Possíveis erros formais e materiais ou equívocos de interpretação no curso de um processo não justificam a aplicação de multa por atentado ao exercício da jurisdição
Os magistrados só respondem pelas suas decisões perante a Lei Orgânica da Magistratura (Loman), a menos que fiquem evidentes as hipóteses de dolo, fraude ou recusa intencional em cumprir provimentos judiciais. Assim, possíveis erros formais e materiais ou equívocos de interpretação no curso de um processo não justificam a aplicação de multa por atentado ao exercício da jurisdição, prevista no artigo 14 do Código de Processo Civil. Ainda assim, tudo precisa ser apurado pela Corregedoria de Justiça em sindicância ou processo disciplinar.
Com este entendimento unânime, o 3º Grupo Cível do Tribunal de Justiça do Rio Grande do Sul deu provimento a Mandado de Segurança impetrado pela juíza Fabiana dos Santos Kaspary, de Porto Alegre, multada no curso de uma ação exibitória de documentos por se recusar a cumprir decisão do desembargador Jorge Luiz Lopes do Canto. Baseada na orientação de ofício-circular da Corregedoria da Justiça, a juíza ignorou a decisão, proferida em sede de Agravo Instrumento, para aceitar cópia simples da procuração do advogado da parte autora.
O desembargador Giovanni Conti, relator, afirmou não ter encontrado qualquer elemento que pudesse indicar má-fé por parte da juíza. Pelo contrário, ela se preocupou, de maneira excessiva, com a orientação da Corregedoria, que expediu recomendações com o objetivo de evitar fraudes processuais. ‘‘Essa orientação administrativa se trata apenas de uma recomendação e não norma de observância obrigatória. E, mesmo que fosse, teria eficácia para todos os demais processos, mas não para a cautelar de exibição de documentos em comento, pois judicializada a questão, prevalece, obviamente, a determinação judicial", escreveu no acórdão.
Conti observou, por outro lado, que o dispositivo do CPC considera ato atentatório ao exercício da jurisdição quando aqueles que participam do processo deixam de cumprir com exatidão os provimentos judiciais, ‘‘de natureza antecipatória ou final’’. E o julgamento em questão não tem esta natureza, prosseguiu, pois em seu entendimento trata-se de mero exame da petição inicial, com vistas à qualificação processual da parte autora.

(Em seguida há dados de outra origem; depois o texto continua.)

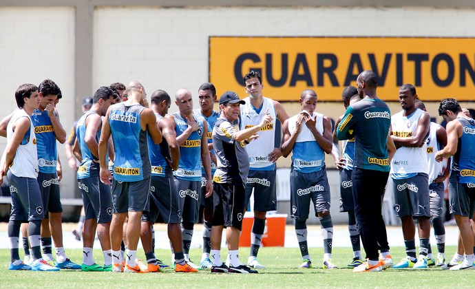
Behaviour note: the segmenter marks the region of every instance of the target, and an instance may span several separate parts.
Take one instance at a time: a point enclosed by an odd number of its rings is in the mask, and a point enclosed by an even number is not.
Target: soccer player
[[[216,157],[213,151],[213,127],[216,120],[220,116],[220,113],[213,109],[213,105],[216,101],[216,89],[213,83],[204,83],[198,89],[198,102],[200,109],[195,112],[201,115],[207,122],[208,126],[208,149],[211,159],[211,175],[214,175],[216,170]],[[203,253],[201,257],[200,266],[203,269],[211,269],[213,264],[209,259],[211,250],[211,220],[213,220],[213,198],[205,197],[206,195],[206,171],[202,166],[201,170],[201,206],[203,207]]]
[[[58,150],[56,140],[61,143],[66,140],[66,131],[59,120],[55,109],[61,90],[52,80],[46,79],[39,87],[41,101],[35,109],[31,119],[36,136],[38,151],[38,183],[45,208],[45,219],[41,222],[41,247],[45,261],[53,264],[51,248],[52,236],[56,248],[56,266],[63,269],[81,268],[66,257],[63,246],[63,228],[61,213],[63,206],[59,193],[59,181],[56,166]]]
[[[173,171],[175,185],[180,194],[182,211],[182,237],[183,252],[188,264],[198,267],[189,259],[189,252],[193,237],[193,228],[198,222],[200,204],[201,163],[206,175],[206,193],[213,193],[211,157],[208,149],[208,128],[204,119],[193,111],[191,93],[180,89],[175,94],[175,103],[178,111],[167,116],[176,131],[176,140],[180,145],[178,169]]]
[[[255,268],[263,268],[264,266],[257,260],[257,253],[265,229],[266,215],[269,211],[277,210],[275,162],[282,156],[280,148],[275,147],[275,119],[284,123],[288,115],[279,102],[263,96],[264,86],[259,72],[251,70],[244,76],[243,82],[249,97],[244,99],[246,104],[241,107],[240,129],[260,124],[268,109],[273,118],[271,123],[257,133],[259,139],[246,146],[251,161],[246,185],[246,208],[254,192],[254,222],[247,264]]]
[[[118,101],[109,87],[101,87],[94,93],[92,107],[78,120],[73,151],[81,162],[77,172],[78,186],[83,195],[85,213],[83,233],[83,271],[112,271],[112,257],[109,237],[112,220],[110,186],[99,180],[98,142],[102,116],[109,107]],[[104,266],[97,264],[93,245],[97,231],[104,256]]]
[[[427,112],[424,103],[416,100],[416,107]],[[447,145],[447,132],[441,125],[430,122],[429,136],[426,140],[429,165],[429,202],[430,203],[430,222],[434,227],[434,235],[437,244],[437,266],[445,264],[445,228],[442,220],[444,202],[444,181],[450,175],[450,159],[444,159],[444,163],[435,160],[435,153]],[[429,244],[427,266],[435,265],[432,248]]]
[[[256,133],[271,123],[266,110],[257,125],[236,130],[234,123],[239,119],[240,105],[245,104],[233,92],[226,92],[220,98],[221,115],[213,129],[213,148],[217,165],[213,180],[216,193],[213,195],[214,214],[211,228],[213,273],[257,273],[239,260],[239,237],[244,211],[245,186],[249,170],[249,158],[244,147],[257,138]],[[229,266],[221,259],[221,238],[226,227]]]
[[[436,153],[435,159],[441,162],[453,156],[449,178],[450,213],[455,217],[465,250],[462,263],[450,270],[475,269],[474,233],[469,223],[475,213],[475,120],[465,116],[454,98],[441,102],[439,115],[447,121],[447,146]]]
[[[20,85],[15,92],[19,109],[14,111],[7,125],[7,146],[0,162],[0,184],[6,175],[10,185],[12,210],[8,222],[10,243],[9,270],[58,271],[41,257],[40,231],[44,217],[43,204],[38,177],[36,138],[31,115],[38,109],[41,97],[32,84]],[[28,239],[32,261],[28,266],[20,259],[18,246],[20,226],[28,222]]]
[[[348,109],[350,104],[359,100],[358,89],[353,86],[348,86],[343,90],[341,94],[343,105]],[[344,116],[338,118],[335,123],[333,131],[333,149],[332,155],[335,159],[335,166],[340,173],[340,212],[347,212],[348,215],[348,232],[350,242],[353,249],[353,259],[348,264],[349,268],[357,267],[363,264],[361,249],[359,242],[359,233],[357,228],[355,217],[355,202],[352,193],[352,182],[351,174],[353,171],[353,158],[355,158],[355,138],[344,140],[343,157],[340,158],[338,138],[337,138],[337,127],[341,121]]]
[[[317,94],[304,90],[299,103],[301,111],[284,122],[282,156],[291,152],[291,209],[295,219],[295,234],[304,262],[301,268],[312,267],[307,245],[309,204],[313,202],[315,215],[321,224],[324,239],[324,268],[337,266],[331,261],[333,224],[330,215],[330,185],[325,168],[325,153],[331,153],[332,125],[330,118],[315,111]]]
[[[181,221],[178,192],[173,183],[173,171],[178,169],[180,148],[176,142],[176,133],[170,120],[165,118],[170,108],[171,99],[164,90],[158,89],[151,94],[151,109],[156,116],[156,122],[163,139],[159,145],[148,137],[149,153],[151,164],[149,208],[142,216],[140,239],[145,252],[149,272],[160,272],[160,265],[153,251],[152,226],[158,215],[168,224],[168,237],[175,253],[176,272],[198,272],[190,266],[183,255]]]
[[[374,72],[359,74],[357,84],[363,99],[348,107],[337,130],[340,140],[355,138],[352,175],[355,216],[366,261],[354,272],[379,272],[392,264],[381,204],[396,148],[388,134],[391,114],[388,105],[377,96],[377,83]]]
[[[399,89],[403,110],[391,117],[391,138],[397,149],[391,163],[391,178],[396,213],[402,222],[407,257],[392,268],[396,269],[427,266],[430,237],[429,167],[425,140],[430,129],[429,114],[416,107],[416,88],[410,84]],[[413,218],[417,219],[419,255],[416,256]]]
[[[151,166],[147,133],[154,143],[162,141],[154,111],[147,108],[147,94],[142,84],[133,81],[127,87],[127,100],[109,107],[99,140],[101,180],[111,184],[107,162],[107,142],[112,136],[114,148],[112,183],[112,222],[110,228],[113,272],[147,272],[136,263],[137,244],[140,235],[140,219],[150,192]],[[125,268],[122,265],[120,243],[124,220],[128,215]]]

"Embora em flagrante descumprimento de decisão superior, verifica-se que as preocupações da impetrante [juíza] tinham efetivo fundamento, uma vez que no momento em que restou interposto o segundo Agravo de Instrumento pela parte autora e gerador da multa aplicada (em 28.01.2014), já havia ocorrido acordo no processo principal (em 03.12.2013), o que evidencia que o recurso interposto era nulo de interesse e zero de objeto lícito, mas cem por cento de mera especulação honorária’’, registrou o desembargador-relator. O acórdão foi lavrado na sessão do dia 5 de dezembro.